You don’t know what you’ve got until it’s gone is an all too common sentiment. Appreciation, gratitude, stopping to smell the roses, then going a little further and seeing the best in people and situations. Its not always easy but it’s a crucial part of success. I recently had a conversation with an acquaintance who told me that they didn’t realise how valued and important they were to their organisation until they announced their resignation. Numerous compliments and words of praise were sent their way when colleagues found out they were leaving, however this positive feedback was largely absent throughout their time at the organisation. This story is not unusual and troubled me motivating me to write this article.
Traditional workplace practices encourage providing feedback to staff early and regularly when they are not performing or meeting expectations. This approach encourages managers and supervisors to focus on and be fearful of, errors and inefficiencies amongst their team. Other workplace practices encourage managers to start a performance discussion with positive feedback, then provide constructive feedback and then end with positive feedback. The thinking behind this is that if you consistently offer feedback around problems and issues, then staff will learn from this and get better at their job.
Current trends in psychology suggest that focusing on someone’s strengths and being generous with positive feedback, produces much better results.
How? This is so clear to me when I consider it from another perspective. I am an avid golfer and have been for many years. If I had a coach in my early golfing years whose only feedback had been that my swing wasn’t right, my grip was off, and I wasn’t hitting the ball far enough despite my best efforts, I would very likely feel defensive, lose confidence, and may even have given up on golf. On the other hand if my coach encouraged me and gave me praise for my efforts, I’d be motivated to do my best, and I’d even be more likely to take on feedback about what I can do better.
A big part of motivating a team when you are in a leadership role is seeing someone’s potential and expressing that you have confidence and trust in them to do the job. The focus is on identifying and enhancing people’s unique strengths and capabilities. This does not mean avoiding areas of development and learning, it means using an individual’s strengths as an opportunity to discuss growth and learning.
One of the most challenging aspects of managing people is that there is no ‘text book’ approach. Each person has their own unique blend of personality traits, skills, experience, and capabilities. As a leader you can use this knowledge with job design to create new levels of motivation and bring out the best in people. Leaders need to adapt their styles and approach to different personalities within their teams. Appreciating what the individuals in your team or organisation have to offer allows you to fit tasks/roles to people and to position staff strategically where they will do their best work, much like a coach does in a football team.

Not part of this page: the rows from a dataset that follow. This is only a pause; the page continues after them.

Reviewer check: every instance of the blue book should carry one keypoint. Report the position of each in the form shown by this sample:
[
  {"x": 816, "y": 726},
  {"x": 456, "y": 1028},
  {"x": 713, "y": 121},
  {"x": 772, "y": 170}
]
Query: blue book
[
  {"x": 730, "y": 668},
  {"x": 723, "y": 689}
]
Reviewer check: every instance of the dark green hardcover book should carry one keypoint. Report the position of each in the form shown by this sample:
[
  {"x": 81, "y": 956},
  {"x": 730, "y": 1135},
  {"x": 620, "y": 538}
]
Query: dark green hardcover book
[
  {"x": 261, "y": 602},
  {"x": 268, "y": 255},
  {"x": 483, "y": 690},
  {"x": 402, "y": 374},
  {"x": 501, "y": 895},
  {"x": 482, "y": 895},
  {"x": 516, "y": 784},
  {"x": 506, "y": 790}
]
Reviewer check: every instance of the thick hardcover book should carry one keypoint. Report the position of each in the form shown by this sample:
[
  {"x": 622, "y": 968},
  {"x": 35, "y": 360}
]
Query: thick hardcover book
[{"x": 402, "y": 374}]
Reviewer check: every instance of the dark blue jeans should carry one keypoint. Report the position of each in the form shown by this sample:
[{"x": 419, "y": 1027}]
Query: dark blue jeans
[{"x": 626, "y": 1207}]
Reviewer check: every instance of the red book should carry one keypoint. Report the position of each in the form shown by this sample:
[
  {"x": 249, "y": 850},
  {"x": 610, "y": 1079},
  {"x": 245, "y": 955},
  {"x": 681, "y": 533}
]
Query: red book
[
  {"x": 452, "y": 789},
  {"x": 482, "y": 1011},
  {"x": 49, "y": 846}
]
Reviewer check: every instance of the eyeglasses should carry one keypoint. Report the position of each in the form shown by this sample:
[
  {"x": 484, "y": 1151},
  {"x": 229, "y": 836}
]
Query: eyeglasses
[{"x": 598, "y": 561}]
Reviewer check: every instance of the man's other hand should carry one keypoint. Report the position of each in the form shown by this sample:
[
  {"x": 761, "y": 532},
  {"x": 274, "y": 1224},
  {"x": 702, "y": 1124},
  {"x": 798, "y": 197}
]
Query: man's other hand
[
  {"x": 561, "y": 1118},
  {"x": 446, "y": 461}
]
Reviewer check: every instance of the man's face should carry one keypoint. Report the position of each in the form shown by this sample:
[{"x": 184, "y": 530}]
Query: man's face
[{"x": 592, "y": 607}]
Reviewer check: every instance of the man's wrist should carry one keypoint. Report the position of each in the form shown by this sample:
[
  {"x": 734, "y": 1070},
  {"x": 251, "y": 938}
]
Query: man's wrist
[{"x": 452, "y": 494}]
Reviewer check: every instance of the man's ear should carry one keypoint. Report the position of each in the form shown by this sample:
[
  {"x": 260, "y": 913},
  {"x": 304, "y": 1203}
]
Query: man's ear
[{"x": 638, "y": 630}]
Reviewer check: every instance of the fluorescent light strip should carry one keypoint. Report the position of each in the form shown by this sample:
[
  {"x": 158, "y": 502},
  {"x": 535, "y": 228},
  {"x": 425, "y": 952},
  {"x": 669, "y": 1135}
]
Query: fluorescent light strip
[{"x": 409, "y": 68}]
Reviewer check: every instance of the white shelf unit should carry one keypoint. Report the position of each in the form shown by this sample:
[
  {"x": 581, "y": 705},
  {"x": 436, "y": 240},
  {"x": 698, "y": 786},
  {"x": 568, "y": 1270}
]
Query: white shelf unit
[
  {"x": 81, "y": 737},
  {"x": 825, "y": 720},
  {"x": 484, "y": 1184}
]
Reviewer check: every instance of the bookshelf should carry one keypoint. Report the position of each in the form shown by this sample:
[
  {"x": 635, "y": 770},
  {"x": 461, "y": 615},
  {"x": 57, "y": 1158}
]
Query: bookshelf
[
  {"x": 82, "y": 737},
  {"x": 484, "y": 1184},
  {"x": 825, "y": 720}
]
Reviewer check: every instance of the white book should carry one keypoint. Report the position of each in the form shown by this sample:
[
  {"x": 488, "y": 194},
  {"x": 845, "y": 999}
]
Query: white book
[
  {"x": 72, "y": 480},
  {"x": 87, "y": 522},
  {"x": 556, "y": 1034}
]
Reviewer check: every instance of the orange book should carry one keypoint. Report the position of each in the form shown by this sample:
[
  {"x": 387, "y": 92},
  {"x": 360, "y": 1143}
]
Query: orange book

At AccessEAP we want to help you bring out the best in your staff. Our Relationship Management team have recently completed a very successful strengths project, a case study on the results and process will be available via our website this month. In addition we offer a range of services which can assist you with understanding your team, and identify how to support and develop them in their roles. This may include consultation with one of our senior clinicians for tips on communicating with your team, and perhaps even utilising our coaching service.
I am delighted to add that I have a new golf coach who praises my swing, my grip and overall ability. Directions for improvement are delivered with lots of positive encouragement. Last game I lost a stroke off my handicap!